C'est avec des bouts d'allumettes qui leur servent de fusains que les peintres dessinent, et avec du marc de café qu'ils colorient, sur des nappes en papier que les poètes griffonnent. Les sculpteurs, eux, façonnent des traverses de métro dérobées sur des chantiers. On donne à ces artistes de drôles de noms : cubistes, fauves, dadaïstes, surréalistes...

Ils sont surtout libres, transgresseurs, passionnés, courageux, marginaux... Ils s'appelent Picasso, Modigliani, Apollinaire, Foujita... Picasso fredonne des balades andalouses en installant ses tréteaux; Modigliani entasse ses outils dans sa charrette-à-bras; Apollinaire disparaît dans une maison close; Foujita, sagement, prépare le thé. Ils échangent leurs oeuvres contre un plat chaud, ou pour offrir, un soir d'hiver, un asile amoureux à une passante. On les traite de fous.

À deux pas de là, à la Closerie des Lilas, Max Jacob raconte des histoires, Picasso recueille quelques flatteries, Apollinaire ânonne ses poèmes d'un ton monocorde, tandis qu'au Dôme, le peintre Pacsin dessine sur des nappes en papier des aquarelles avec de l'eau de Seltz et du marc de café.

À la Rotonde, les lampions ravivent les couleurs des femmes légères, tandis que l'orchestre invite à entrer dans la valse ou le tango lascif. Picasso vient boire un dernier verre, négocie une toile avec un ami, avant de rentrer chez lui, boulevard Raspail, tout près. Apollinaire s'amuse; Modigliani dessine sur un coin de table.

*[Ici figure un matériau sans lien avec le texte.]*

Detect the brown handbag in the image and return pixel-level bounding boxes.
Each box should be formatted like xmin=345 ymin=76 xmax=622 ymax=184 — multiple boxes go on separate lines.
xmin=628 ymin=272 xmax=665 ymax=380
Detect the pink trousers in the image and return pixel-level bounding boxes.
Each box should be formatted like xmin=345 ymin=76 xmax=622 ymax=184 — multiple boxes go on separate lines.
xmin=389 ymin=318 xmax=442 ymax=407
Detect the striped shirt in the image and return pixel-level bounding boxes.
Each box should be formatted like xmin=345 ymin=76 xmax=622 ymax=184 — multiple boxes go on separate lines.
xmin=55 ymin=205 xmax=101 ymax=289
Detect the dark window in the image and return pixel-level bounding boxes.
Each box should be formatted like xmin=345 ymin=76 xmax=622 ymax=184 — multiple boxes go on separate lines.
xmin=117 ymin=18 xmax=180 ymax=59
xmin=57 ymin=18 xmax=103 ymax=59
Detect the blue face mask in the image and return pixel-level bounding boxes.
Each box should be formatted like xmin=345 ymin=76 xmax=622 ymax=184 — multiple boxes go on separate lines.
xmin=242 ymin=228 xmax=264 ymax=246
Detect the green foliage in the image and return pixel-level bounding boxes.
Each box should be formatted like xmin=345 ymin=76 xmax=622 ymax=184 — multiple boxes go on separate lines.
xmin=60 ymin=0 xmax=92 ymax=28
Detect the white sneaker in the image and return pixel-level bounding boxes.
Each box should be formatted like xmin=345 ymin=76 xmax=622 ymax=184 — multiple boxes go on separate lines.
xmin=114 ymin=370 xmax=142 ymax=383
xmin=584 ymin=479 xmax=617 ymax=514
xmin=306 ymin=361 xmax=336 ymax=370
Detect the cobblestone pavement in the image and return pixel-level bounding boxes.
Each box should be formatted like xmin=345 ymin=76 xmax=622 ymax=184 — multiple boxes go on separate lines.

Cet homme est né dans le lit de ses parents, seul meuble que les huissiers n'avaient pas emporté. Les verres qu'il partage avec Utrillo, son compagnon de beuverie, sont des verres offerts par des clients. Cet enfant terrible règle sa pension en vendant des dessins qu'il réalise sur n'importe quel support. Moins d'une semaine après la mort de Modigliani, à l'âge de trente-six ans, le prix de ses oeuvres sur le marché a été multiplié par mille.

Foujita est son voisin, rue Delambre. Ce Japonais arbore une petite moustache en brosse que surplombent des yeux rieurs arrondis par de grosses lunettes sous une coiffure en bol. La silhouette de Foujita contraste avec celle de Guillaume Apollinaire, un peu lourde, surmontée par une tête en forme de poire habillée de sourcils circonflexes. Le Japonais de Montparnasse est en marge des marginaux: il ne boit que de l'eau ! Peut-être par provocation. Il aime venir ici, à La Rotonde, déguisé en pirate, en dompteur, ou en Hercule. On raconte qu'un soir il est agacé par l'insistance d'une femme du monde qui lui réclame un idéogramme sur son corsage. De guerre lasse, Foujita finit par s'exécuter... en japonais. Un peu plus tard la précieuse se fait traduire le texte qu'elle arbore fièrement. On lit sur son corsage: "Mon cul est plus gros que la lune !".


   Soutine, Chagall, Vidil Lucy, Braque, Vlaminck, Max Jacob, sans oublier Kiki, le modèle de ses messieurs, tous sont gravés dans la mémoire de Montparnasse pour avoir participé à sa gloire.

Dans les années 20, le propriétaire de la Rotonde est alors un certain Monsieur Maurice Libion. C'est une gloire de Montparnasse, du Montparnasse des artistes, des écrivains, mais aussi des amis. On sait Libion charitable. Il ferme toujours les yeux quand les peintres chapardent un quignon du pain qui dépasse de la miche. Et c'est Libion qui a le premier l'idée d'accrocher des tableaux aux murs de son café-restaurant. Il dit de ses artistes qui fréquentent son établissement : "Ils finiront par rendre mon café célèbre!"

C'est aujourd'hui, au cœur de Paris, la brasserie fréquentée des intellectuels et des artistes. Les Parisiens y croisent des gens venus du monde entier. Tous y apprécient la gastronomie autant que l'accueil chaleureux. Ce sont Gérard et Serge Tafanel qui assurent la prospérité de La Rotonde et accueillent tout ceux qui bavardent de Paris. Et savent apprécier le goût subtil de son cadre et sa cuisine.

De Montparnasse et de ces célèbres bistrots, on aime en être l'hôte, ne serait-ce que l'espace d'un soir qui nous mêle à l'histoire.